Tension and the Shear Capacity of a Wall

Function

• Buildings must be designed to adequately support lateral loads such as ground movement and high wind force. As these loads are applied to the roof down, shear walls apply tension vertically and transfer loads to the building’s foundation. Shear walls act in concert with horizontal structures such as floors and rooftops to resist the shear forces from the applied loads. As shear capacity is reached, the walls gradually yield and absorb the tension throughout their length to prevent the building from collapsing.

Composition

• Shear walls consist of cords, metal connectors and the web.

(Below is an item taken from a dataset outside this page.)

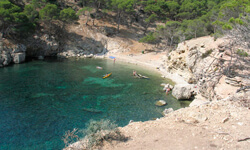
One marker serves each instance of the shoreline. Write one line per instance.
(177, 79)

The web and cords are held together and attached to the unit via metal connections. Connections play a crucial role in panel design, since loads must find a pathway to the foundation, roof and other elements of the building.

Types

• Shear walls are installed as sheathed elements in buildings. These elements consist of wood or lumber, fastener size and the sheathing material itself. Sheathing can be made of cement plaster, fiberboard, plywood or wood lath. The type of sheathing material used for shear walls will impact its shear capacity per foot of length in each segment. Moreover, lumber grades and sheathing materials provide varying strengths. For example, the density of the lumber affects fastener strength. Dense wood species such as Douglas-fir provide fasteners with a stronger hold than less dense wood species such as redwood.

Limitations

• Certain shear wall sheathing requires coupling with other materials to sufficiently resist building loads. The Canadian Sheet Steel Building Institute states that gypsum shear walls must be used in conjunction with wood walls in buildings with height limitations due to seismic activity such as earthquakes. This ensures that the building shear capacity can resist tension caused by ground movement and other lateral loads.

Location

• To increase tensile strength in the building, shear walls are installed on each floor including the crawl space. Shear walls of equal length should also be positioned along all exterior walls to provide buildings with enough strength and stiffness to support the interior structure, according to the Engineered Wood Association. As long as the strength and stiffness of exterior shear walls are adequate, interior shear walls are not required in buildings where the subfloor's width is approximately one-third its entire length. For instance, a structure with a width of 25 feet does not require interior shear walls unless its subfloor's length exceeds 75 feet.